The brain consumes an enormous amount of energy, compared to the rest of the body. Research is ongoing, but scientists are discovering how the mechanisms that are involved in the transfer of energy from foods to neurons is likely to be fundamental to the control of brain function.

Tips for Parents

Kids who exercise regularly and eat healthily are more likely to perform better in school, feel better about themselves and their bodies, cope better with stress, and suffer less from low self-esteem, anxiety, and depression. Establishing healthy eating and exercise habits early in life can lead to long-term healthy behavior.

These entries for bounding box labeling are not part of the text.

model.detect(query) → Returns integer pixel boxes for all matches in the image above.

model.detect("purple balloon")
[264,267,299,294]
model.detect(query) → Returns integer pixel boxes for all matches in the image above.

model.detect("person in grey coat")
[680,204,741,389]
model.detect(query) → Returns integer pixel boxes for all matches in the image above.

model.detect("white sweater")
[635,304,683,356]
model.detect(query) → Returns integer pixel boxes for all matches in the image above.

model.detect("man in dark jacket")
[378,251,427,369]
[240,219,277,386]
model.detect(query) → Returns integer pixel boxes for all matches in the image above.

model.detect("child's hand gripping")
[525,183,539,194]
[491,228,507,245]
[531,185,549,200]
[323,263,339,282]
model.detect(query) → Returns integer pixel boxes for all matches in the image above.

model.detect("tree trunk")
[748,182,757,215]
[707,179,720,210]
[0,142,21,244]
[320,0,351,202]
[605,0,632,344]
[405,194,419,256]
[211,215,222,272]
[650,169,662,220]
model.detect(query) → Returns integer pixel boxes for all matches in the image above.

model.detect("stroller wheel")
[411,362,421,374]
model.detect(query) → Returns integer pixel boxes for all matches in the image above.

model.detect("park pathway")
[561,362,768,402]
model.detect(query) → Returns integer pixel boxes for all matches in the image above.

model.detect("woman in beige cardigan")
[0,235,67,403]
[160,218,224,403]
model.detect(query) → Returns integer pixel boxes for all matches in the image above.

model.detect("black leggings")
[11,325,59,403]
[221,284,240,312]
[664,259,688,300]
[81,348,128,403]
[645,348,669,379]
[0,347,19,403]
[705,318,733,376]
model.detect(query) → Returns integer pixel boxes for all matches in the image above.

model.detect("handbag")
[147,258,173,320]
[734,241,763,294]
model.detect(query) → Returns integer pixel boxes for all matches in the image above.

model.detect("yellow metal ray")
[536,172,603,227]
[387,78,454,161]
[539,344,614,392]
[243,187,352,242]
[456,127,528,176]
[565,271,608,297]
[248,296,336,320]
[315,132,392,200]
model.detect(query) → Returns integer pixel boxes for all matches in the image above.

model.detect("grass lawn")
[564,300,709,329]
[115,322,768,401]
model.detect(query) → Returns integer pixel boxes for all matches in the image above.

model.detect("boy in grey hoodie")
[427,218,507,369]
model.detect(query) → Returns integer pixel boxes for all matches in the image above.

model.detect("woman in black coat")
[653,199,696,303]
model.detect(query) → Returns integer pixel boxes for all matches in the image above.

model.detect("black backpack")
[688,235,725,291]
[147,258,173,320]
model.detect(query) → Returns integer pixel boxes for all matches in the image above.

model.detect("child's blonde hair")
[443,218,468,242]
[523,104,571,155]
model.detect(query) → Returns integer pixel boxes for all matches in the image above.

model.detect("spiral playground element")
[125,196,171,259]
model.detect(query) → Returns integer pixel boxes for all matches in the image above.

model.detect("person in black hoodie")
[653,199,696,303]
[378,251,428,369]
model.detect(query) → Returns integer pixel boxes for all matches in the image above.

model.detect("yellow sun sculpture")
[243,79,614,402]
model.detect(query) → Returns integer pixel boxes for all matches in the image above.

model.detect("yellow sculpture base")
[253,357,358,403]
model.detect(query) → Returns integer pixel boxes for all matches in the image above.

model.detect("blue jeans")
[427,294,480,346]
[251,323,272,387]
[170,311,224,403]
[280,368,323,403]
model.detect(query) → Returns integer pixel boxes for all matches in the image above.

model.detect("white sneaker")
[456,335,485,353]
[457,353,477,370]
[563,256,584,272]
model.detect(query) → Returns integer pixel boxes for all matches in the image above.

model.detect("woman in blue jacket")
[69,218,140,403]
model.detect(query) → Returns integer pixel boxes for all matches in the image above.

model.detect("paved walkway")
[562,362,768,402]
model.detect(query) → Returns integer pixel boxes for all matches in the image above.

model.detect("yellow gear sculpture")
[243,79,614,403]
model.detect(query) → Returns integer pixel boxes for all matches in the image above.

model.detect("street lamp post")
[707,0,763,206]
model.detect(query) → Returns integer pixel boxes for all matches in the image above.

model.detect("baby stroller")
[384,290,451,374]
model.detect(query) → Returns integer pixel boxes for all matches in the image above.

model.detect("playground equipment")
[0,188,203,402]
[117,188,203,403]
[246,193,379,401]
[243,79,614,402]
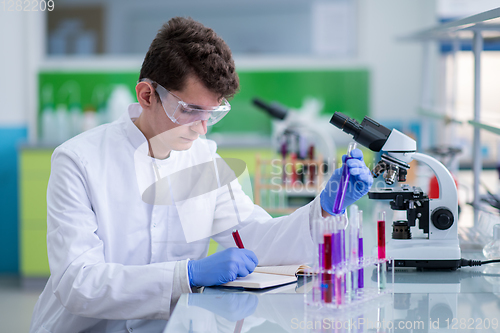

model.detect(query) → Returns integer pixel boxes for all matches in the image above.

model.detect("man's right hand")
[188,247,259,287]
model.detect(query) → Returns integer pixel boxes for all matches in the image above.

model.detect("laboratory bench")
[164,252,500,333]
[45,252,500,333]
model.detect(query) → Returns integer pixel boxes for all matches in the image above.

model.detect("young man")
[31,18,372,333]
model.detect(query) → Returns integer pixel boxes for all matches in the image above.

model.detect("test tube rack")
[304,257,394,309]
[305,211,394,309]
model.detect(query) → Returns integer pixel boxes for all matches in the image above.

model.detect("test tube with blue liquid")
[377,212,386,290]
[348,205,359,298]
[333,142,356,215]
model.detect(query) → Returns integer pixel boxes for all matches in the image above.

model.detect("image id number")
[446,318,498,330]
[0,0,54,12]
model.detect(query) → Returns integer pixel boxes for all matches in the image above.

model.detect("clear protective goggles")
[141,79,231,126]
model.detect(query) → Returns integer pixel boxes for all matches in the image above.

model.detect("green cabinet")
[19,148,53,277]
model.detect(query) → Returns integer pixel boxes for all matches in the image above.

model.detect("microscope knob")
[431,207,454,230]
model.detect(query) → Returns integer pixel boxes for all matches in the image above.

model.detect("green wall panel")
[39,69,369,135]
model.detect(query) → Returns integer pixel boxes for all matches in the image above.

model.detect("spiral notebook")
[222,265,308,289]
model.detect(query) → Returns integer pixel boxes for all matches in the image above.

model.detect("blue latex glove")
[188,247,259,287]
[320,149,373,215]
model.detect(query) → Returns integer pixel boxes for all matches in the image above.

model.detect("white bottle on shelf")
[55,104,70,144]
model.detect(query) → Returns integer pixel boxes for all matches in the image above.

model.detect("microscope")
[330,112,461,270]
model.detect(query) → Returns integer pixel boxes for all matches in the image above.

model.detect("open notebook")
[222,265,308,289]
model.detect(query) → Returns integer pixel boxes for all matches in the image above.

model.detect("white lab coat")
[30,104,321,333]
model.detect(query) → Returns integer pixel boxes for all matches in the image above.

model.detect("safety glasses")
[141,79,231,126]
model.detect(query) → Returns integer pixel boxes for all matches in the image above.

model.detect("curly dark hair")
[139,17,239,98]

Here are some tips to encourage a healthy lifestyle in your kids:

  •  Get Active - healthy lifestyles for children and adolescents include moderate television viewing, regular family mealtimes, and regular exercise.
  •  Monitor Media - put limits on excessive time spent watching TV, playing video games, and web surfing.
  •  Eat with your Kids - share meals and take pleasure in your mealtimes together.
  •  Lead by Example - eat healthy and exercise to serve as a positive influence on your children's health.
  •  Enforce the ABCs  - proper nutrition is essential for healthy brain development in children, which in turn effects critical thinking and learning skills. Promote the ABCDEs (Act Boldly to Change Diet and Exercise) to establish healthy eating practices and teach your kids lifelong habits.
  •  Plan Ahead - learn more about creating quick and healthy recipes, educating your kids about smart dietary choices, and incorporating exercise into their routine.

 

Sources: Wilcox B, Cantor J, Dowrick P, Kunkel D, Linn S, Palmer E. American Psychological Association. 2004.

Gómez-Pinilla F. Brain foods: the effects of nutrients on brain function. Nature Reviews: Neuroscience. 2010.